The Environmental Manifesto

This post was developed and authored by Megan Wiessner, M.Sc.

Core texts

Summary

These three short texts all raise questions about apocalypse, hope, and culture change, and might serve as a starting point for inviting students to explore their own fears around climate change as well as what kinds of cultural change they hope to see. As different as these manifestos are, each makes extreme claims about the value of optimism or pessimism, and each comes from authors with similar positionalities. After an initial conversation, they might be complicated with the less polemic and more complex viewpoints of other authors writing from within ongoing environmental catastrophes:

  • Komunyakaa, Yusef. “Dark Waters.” In The Colors of Nature: Culture, Identity, and the Natural World, edited by Alison Hawthorne Deming and Lauret E. Savoy, 1st ed., 98–112. Minneapolis, Minn.: Milkweed Editions, 2002.
  • —–. “The Millpond”, “Venus Fly Trap”, and “Poetics of Paperwood.” From Pleasure Dome: New and Collected Poems. Middletown: Wesleyan U.P., 2004. Komunyakaa’s poetry and his reflection on his hometown of Bogalusa, Louisiana draw connections between environmental degradation and racism, offering a sort of alternative “nature writing” about what it was like as a child growing up in a deeply toxic environment.
  • Whyte, Kyle P. “Indigenous Science (Fiction) for the Anthropocene: Ancestral Dystopias and Fantasies of Climate Change Crises.” Environment and Planning E: Nature and Space 1, no. 1–2 (March 2018): 224–42. Whyte reflects on how dystopic Anthropocene discourse obscures the reality of past and present catastrophe already experienced by Indigenous people in North America, and how their narrative traditions and notions of time in these traditions differ from dominant discourses.
  • Gómez-Barris, Macarena. The Extractive Zone: Social Ecologies and Decolonial Perspectives. Dissident Acts. Durham London: Duke University Press, 2017. Suggested Selections: Introduction pp. 1-8, Chapter 3, pp. 66-83, Ch 4. Gómez-Barris highlights the work of filmmakers, artists, and environmental activists from South America, using the notion of “submerged perspectives” to describe the view from within landscapes of extensive environmental degradation, and the possibility of continued resistance to extractivism.
  • Tsing, Anna Lowenhaupt. The Mushroom at the End of the World: On the Possibility of Life in Capitalist Ruins. Princeton: Princeton University Press, 2015.  Suggested Selections: Chapter 1, Arts of Noticing; Chapter 2, Contamination as Collaboration; Chapter 4, Working the Edge, 17-34 and 61-70. Tsing uses concepts like “salvage”, “contamination”, and “precarity” as tools for understanding economic and ecological entanglements as complex and irreducible to simple stories of progress or destruction.

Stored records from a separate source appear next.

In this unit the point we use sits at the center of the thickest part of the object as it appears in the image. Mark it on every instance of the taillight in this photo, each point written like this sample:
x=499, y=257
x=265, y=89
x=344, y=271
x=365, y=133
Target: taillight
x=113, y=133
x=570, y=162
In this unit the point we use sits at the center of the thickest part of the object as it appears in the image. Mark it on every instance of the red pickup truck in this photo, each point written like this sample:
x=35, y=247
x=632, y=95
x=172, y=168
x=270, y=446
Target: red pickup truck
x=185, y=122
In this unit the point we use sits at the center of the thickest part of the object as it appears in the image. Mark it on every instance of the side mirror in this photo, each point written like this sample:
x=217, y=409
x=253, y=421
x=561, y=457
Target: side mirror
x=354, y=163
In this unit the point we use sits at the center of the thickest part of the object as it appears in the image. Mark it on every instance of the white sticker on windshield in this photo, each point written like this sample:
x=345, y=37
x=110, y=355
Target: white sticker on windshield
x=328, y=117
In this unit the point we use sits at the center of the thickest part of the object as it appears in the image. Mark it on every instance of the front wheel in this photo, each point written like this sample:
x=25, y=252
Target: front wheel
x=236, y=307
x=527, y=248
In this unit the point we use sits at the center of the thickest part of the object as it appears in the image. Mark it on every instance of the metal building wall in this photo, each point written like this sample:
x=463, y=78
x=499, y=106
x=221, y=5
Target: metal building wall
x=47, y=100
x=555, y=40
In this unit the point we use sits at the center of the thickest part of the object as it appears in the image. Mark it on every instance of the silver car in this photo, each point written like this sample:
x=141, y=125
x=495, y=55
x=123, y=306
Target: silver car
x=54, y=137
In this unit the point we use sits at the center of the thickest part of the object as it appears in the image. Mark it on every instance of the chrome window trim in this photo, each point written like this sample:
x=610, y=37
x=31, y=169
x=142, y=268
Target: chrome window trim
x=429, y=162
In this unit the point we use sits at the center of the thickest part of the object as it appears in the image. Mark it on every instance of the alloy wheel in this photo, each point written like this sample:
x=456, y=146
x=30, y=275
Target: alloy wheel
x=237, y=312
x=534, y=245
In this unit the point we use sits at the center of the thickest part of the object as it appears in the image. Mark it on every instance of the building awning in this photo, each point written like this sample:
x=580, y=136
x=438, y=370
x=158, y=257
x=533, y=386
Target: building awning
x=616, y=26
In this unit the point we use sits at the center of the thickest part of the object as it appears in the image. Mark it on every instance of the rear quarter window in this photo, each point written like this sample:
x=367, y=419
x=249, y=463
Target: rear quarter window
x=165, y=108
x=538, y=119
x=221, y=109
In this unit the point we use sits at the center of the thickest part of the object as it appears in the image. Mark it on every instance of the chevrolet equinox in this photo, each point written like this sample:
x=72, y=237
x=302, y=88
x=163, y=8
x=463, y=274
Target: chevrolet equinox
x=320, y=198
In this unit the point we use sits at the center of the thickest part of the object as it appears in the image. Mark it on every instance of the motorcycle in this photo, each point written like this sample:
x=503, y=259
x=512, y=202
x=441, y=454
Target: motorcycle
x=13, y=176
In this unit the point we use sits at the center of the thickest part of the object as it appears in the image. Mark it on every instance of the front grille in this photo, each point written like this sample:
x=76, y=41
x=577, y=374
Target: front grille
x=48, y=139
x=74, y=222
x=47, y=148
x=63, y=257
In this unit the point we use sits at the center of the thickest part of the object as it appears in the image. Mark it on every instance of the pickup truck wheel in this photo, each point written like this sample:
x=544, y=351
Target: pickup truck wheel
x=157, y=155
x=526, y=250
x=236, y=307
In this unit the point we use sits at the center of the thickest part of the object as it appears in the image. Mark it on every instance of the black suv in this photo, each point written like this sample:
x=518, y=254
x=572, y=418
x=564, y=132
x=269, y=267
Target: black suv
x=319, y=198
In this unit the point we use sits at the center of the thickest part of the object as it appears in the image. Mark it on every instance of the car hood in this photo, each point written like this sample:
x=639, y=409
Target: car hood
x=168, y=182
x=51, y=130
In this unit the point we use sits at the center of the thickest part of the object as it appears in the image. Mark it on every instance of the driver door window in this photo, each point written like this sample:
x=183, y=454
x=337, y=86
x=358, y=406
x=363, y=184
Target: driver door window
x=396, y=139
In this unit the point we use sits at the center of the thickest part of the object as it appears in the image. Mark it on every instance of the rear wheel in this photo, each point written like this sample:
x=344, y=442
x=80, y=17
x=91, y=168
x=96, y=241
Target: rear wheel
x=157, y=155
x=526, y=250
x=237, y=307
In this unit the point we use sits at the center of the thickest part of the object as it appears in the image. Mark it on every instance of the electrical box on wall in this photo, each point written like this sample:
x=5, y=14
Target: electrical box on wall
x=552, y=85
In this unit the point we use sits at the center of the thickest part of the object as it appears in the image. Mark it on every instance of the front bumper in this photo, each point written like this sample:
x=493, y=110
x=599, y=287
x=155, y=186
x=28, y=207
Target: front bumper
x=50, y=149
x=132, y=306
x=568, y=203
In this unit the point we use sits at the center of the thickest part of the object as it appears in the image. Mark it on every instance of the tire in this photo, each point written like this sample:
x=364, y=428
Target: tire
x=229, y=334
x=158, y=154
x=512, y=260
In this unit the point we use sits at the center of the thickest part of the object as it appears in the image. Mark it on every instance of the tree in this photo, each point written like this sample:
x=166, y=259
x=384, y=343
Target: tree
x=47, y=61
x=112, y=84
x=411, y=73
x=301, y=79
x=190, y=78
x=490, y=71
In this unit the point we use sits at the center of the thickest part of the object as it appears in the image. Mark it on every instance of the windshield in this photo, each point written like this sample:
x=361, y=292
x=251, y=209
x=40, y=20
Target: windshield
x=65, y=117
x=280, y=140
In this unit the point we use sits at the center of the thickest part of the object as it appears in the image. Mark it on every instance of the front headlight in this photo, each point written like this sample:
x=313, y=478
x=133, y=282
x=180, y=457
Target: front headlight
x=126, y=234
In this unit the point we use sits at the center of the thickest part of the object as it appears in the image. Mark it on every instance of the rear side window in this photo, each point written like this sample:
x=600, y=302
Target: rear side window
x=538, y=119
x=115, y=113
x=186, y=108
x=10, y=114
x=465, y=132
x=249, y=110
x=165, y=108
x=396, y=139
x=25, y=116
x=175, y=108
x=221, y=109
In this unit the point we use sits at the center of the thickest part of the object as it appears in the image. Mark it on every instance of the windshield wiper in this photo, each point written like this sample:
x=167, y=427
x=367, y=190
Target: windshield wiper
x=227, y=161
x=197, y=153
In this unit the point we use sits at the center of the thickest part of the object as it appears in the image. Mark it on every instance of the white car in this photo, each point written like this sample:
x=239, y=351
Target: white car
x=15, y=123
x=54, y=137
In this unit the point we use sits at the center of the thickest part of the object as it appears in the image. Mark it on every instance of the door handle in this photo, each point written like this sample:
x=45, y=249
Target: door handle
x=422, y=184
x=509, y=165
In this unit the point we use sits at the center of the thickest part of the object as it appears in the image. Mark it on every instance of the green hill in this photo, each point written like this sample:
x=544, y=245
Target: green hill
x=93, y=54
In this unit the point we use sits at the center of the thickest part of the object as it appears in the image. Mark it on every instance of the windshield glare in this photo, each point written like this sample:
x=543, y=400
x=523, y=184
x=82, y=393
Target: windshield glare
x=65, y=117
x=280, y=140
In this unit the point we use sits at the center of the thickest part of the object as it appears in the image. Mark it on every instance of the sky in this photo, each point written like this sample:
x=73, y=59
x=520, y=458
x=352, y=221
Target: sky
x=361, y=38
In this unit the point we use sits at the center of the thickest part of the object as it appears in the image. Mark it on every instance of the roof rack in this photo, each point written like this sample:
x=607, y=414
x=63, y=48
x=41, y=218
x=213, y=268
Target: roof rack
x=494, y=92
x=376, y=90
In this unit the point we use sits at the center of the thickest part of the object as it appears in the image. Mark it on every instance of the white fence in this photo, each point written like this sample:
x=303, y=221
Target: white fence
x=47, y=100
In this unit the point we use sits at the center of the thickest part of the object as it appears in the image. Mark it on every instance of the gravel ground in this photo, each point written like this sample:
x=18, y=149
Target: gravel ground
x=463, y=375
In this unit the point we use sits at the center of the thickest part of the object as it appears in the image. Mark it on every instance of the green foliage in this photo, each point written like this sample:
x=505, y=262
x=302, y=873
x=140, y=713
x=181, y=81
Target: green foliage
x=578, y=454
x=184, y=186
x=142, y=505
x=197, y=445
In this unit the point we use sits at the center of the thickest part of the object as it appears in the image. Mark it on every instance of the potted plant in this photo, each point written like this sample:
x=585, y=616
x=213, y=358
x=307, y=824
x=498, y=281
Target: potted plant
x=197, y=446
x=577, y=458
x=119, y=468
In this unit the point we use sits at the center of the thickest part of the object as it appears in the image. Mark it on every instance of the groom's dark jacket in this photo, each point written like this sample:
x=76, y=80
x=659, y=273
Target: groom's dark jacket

Discussion & Essay Questions

  • What is the assumed end goal of environmental action (whether or not it is possible to achieve) in each manifesto? Is the goal to ensure the survival of humanity? Is it to save a way of life called “modern civilization”? Or is that civilization the problem, threatening the very possibility of other ways of life? Is it to preserve some intrinsic value in the earth beyond the human? If so, where and how does the author locate and define such value?  Identify the values and goals motivating the authors of each manifesto. Where do they overlap, and where do they diverge? Are there internal contradictions or unresolved questions?
  • Choose one manifesto and one supplementary text. Imagine what historical and geographical factors shape each author’s viewpoint. How would the author of the supplementary text respond to the manifesto you have chose? And how would the author(s) of the manifesto respond back?
  • Is there a moral responsibility to hold onto hope, or to let it go? Who gets to hold onto hope, and who gets to let go?